Notre pensée va à ces " damnés de la terre " que sont les habitants du Sud qui, sous la fournaise diurne et la moiteur suffocante nocturne, sont hantés par le bruit sec d'un disjoncteur qui saute ou celui, plus angoissant, d'un climatiseur qui crame.

Même les venelles ombragées, sont en surchauffe par l'effet de l'exhalaison fiévreuse des splits. La vie dite moderne a transformé en enfer, ces oasis, jadis, rieuses. Le parpaing rugueux et la brique céramique ont eu raison de ce bien être que procurait la brique de terre séchée appelée " Toub ". La rustique poutrelle de tronc de palmier ou de genévrier, ne renvoyait pas la chaleur torride des terrasses brulées par un soleil de plomb. La chape, faite d'une première couche de tuf, était recouverte d'une épaisse couche de mortier blanchi à la chaux. Cette technologie ancestrale, car c'en est une, luttait efficacement contre l'ensoleillement profus. L'orientation sud- est des bâtisses participait du génie édificateur de ces populations qu'on disait incultes, pour n'avoir pas toujours fréquenté les bancs de l'école publique. Les étroites ouvertures, tournées immuablement vers le sud-est ou le nord, ne laissaient passer que quelques rayons lumineux fugaces.

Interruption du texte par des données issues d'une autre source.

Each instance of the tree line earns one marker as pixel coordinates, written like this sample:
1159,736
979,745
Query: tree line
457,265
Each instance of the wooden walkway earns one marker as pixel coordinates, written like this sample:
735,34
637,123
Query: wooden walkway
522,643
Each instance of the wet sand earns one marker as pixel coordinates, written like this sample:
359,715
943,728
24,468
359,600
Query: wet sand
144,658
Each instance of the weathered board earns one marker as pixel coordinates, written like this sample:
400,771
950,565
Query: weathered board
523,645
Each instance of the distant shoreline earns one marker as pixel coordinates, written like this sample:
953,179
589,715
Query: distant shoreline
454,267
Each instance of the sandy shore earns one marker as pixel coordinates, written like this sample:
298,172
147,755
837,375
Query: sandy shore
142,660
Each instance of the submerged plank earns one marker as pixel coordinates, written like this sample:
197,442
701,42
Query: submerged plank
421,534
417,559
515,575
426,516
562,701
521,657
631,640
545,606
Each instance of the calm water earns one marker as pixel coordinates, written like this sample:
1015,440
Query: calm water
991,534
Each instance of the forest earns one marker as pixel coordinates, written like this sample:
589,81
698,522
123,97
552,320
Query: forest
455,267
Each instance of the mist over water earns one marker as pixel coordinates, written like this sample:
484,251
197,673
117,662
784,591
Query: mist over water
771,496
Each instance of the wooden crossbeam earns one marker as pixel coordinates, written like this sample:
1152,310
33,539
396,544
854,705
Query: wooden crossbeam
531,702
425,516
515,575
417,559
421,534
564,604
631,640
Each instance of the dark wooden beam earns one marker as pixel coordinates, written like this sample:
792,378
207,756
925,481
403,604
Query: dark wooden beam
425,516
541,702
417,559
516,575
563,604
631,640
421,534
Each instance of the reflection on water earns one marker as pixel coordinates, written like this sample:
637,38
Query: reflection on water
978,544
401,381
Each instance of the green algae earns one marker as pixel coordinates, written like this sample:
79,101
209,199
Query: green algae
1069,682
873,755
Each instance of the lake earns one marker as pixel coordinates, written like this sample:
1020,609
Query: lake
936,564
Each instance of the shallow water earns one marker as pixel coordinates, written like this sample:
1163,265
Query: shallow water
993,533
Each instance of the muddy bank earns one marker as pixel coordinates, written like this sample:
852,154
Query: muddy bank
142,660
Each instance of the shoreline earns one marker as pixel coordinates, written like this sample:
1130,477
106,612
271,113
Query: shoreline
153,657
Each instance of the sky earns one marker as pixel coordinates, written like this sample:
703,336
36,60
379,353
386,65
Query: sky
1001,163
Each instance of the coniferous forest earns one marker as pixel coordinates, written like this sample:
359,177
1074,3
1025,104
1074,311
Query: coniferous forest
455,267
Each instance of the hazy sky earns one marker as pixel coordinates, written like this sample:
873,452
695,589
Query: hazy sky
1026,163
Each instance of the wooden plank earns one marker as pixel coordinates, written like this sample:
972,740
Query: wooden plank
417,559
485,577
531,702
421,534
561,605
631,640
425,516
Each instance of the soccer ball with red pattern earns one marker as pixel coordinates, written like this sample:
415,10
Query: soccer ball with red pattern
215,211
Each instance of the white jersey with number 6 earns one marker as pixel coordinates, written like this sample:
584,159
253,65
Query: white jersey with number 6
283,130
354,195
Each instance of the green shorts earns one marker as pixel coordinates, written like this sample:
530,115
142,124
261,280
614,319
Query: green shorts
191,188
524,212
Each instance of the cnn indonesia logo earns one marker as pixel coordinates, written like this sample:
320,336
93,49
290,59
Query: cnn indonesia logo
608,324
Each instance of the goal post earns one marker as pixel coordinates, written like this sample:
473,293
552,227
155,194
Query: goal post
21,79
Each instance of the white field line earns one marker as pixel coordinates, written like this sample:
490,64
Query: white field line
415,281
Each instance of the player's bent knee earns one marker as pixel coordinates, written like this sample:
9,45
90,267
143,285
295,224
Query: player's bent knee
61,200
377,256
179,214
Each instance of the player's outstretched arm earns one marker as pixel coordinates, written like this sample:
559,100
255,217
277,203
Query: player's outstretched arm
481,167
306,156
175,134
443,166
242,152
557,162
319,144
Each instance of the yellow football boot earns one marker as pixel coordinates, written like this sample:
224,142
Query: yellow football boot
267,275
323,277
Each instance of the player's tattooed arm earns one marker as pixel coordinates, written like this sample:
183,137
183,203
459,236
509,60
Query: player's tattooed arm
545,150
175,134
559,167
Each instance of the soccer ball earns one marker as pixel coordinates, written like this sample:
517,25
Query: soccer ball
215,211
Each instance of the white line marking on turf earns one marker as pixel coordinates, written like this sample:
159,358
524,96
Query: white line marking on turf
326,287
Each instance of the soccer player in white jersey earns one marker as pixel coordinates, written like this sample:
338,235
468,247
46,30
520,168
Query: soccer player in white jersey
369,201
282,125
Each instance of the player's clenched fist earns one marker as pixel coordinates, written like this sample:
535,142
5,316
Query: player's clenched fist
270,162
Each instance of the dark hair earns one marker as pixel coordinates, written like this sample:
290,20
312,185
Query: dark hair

En dehors du bâti, la palmeraie et ses eaux vivent rendaient la vie oasienne supportable en saison torride ; malheureusement, la déperdition dans laquelle se trouvent ces anciens havres d'ombrage n'incite plus à ce recours. Les mythiques seguias et autres chutes d'eau, englouties par les eaux putrides des déversoirs du tout à l'égout, font regretter les rudimentaires fosses d'aisance et dont le produit servait à l'épandage des champs agricoles. L'on nous dira à juste raison, tout çà c'est du passé. Oui, certainement, mais il nous faut accepter de payer la contre valeur de la précipitation. L'évolution urbaine effrénée induite par les différents programmes de développement, n'a pas apporté que de la modernité. Les aléas de celle-ci, sont de plusieurs ordres, notamment, celui de l'affolement de l'écosystème. Ces bouleversements ne sont pas étrangers à la recrudescence des accidents, souvent fâcheux, de l'envenimation scorpionique et de la prolifération des moustiques. L'homme, dans sa quête de nouveaux territoires, a empiété sur ceux des arachnides et des reptiles qui, hôtes naturels des lieux, sont devenus para-domestiques et cohabitent avec l'homme. Lors des soirées torrides et faute de lumière, le scorpion qui sort pour la prédation fait des victimes sur son chemin. Chaque été, les familles du Sud, payent un lourd tribut aux scorpions et aux vipères.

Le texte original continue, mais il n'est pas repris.